Lenoir had completed work on his engine in 1859 and had a grand unveiling on 23 January 1860, for twenty guests. In his speech he said, "If it works, I will add carburetor heating, at a constant level, which will allow the use of petrol, or gasoline, or tar, or any resin". He turned on the illuminating gas valve, pushed the flywheel, and the engine came to life. In 1860, Lenoir received a patent for "an air motor expanded by gas combustion" from Conservatoire National Des Arts Et Métiers, no. N.43624
Dates vary from 1860 to 1863 on when Lenoir built his automobiles. It is apparent that he built a small carriage with his engine around 1860. His automobile of 1862 was capable of 3 kilometers per hour.
In 1861, he put one of his engines in a boat. In 1863, Lenoir demonstrated a second three-wheeled carriage, the Hippomobile, little more than a wagon body set atop a tricycle platform. It was powered by a 2543 cc (155 in3; 180×100 mm, 7.1×3.9in) 1.5 hp, "liquid hydrocarbon" (petroleum) engine with a primitive carburettor which was patented in 1886. It successfully covered the 11 km (7 mi) from Paris to Joinville-le-Pont and back in about ninety minutes each way, an average speed less than that of a walking man (though doubtless there were breakdowns). This succeeded in attracting the attention of Tsar Alexander II, and one was sent to Russia, where it vanished; Lenoir was not pleased. In 1863, he sold his patents to Compagnie parisienne de gaz and turned to motorboats instead, building the first naptha, a Ligroin fueled four-cycle in 1888.Jules Verne wrote in his 1863 novel Paris in the Twentieth Century of boulevards crowded with horseless carriages, "the Lenoir machine applied to locomotion."
Most applications of the Lenoir engine were as a stationary power plant powering printing presses, water pumps, and machine tools. They "proved to be rough and noisy after prolonged use", however. Other engineers, especially Nicolaus Otto, began making improvements on internal combustion technology, which soon rendered the Lenoir design obsolete. Less than 500 Lenoir engines of between 6 and 20 hp were built, including some under license in Germany.

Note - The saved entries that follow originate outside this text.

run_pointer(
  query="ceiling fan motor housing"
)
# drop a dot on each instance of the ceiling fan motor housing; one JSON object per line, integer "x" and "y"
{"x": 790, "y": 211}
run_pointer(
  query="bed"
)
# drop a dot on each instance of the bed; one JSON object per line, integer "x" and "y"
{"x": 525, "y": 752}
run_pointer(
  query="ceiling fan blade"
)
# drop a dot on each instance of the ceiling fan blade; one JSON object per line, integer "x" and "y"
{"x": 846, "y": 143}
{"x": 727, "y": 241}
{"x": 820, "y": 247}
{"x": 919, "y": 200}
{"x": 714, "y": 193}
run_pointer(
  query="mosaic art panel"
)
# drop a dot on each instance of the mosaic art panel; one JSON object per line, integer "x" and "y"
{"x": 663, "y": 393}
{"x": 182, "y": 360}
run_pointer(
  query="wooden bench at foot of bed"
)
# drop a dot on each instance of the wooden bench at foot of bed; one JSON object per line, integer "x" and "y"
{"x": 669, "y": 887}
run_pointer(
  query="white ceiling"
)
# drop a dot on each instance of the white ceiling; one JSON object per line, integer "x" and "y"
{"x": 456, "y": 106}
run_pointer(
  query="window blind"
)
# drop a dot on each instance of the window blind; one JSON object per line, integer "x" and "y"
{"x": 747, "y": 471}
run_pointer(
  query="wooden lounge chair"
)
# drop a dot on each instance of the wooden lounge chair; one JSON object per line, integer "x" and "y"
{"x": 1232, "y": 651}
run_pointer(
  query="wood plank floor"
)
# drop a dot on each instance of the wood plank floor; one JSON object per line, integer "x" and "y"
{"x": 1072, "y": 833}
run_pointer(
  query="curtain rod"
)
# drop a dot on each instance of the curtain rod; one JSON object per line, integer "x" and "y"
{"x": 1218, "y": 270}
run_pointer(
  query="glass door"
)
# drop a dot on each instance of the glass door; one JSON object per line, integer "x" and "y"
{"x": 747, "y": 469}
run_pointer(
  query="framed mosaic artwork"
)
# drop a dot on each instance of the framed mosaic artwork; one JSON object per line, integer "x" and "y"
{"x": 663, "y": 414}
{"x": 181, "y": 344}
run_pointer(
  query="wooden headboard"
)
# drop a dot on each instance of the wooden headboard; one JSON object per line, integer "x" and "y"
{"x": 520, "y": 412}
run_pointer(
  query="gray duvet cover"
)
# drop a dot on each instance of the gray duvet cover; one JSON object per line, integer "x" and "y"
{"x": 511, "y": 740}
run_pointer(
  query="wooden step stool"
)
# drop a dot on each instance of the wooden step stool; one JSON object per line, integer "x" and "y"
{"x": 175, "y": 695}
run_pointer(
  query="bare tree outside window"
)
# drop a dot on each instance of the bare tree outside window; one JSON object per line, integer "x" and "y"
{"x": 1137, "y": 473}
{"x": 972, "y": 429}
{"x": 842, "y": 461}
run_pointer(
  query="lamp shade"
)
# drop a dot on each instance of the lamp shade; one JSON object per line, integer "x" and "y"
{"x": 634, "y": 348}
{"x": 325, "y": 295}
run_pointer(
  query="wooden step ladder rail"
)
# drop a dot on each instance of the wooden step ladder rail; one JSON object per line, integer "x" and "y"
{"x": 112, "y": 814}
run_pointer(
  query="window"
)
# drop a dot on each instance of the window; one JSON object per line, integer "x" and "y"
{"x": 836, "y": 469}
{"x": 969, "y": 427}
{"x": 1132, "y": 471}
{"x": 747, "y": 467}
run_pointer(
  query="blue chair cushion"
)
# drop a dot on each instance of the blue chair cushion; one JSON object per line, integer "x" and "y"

In 1865, Lenoir returned to electrical engineering. He developed a new type of automatic telegraph device that could send information in written form. This device was of great value during the Franco-Prussian War. He also installed an improved version of his engine in a 12 meter long boat for a Mr. Dalloz who used it on the Seine for two years.
Lenoir was granted French citizenship in 1870 for assistance during the Franco-Prussian War, and awarded the Légion d'honneur in 1881 (not for the engine, but for developments in telegraphy). Lenoir's later years were impoverished despite his engine's success.
On 16 July 1900, not long before his death, Lenoir received an award from the ACF (Automobile Club de France), which was a vermeil plate with the inscription, "In recognition of his great merits as an inventor of the gas engine and builder of the first car in the world."
Lenoir died in La Varenne-Sainte-Hilaire on 4 August 1900.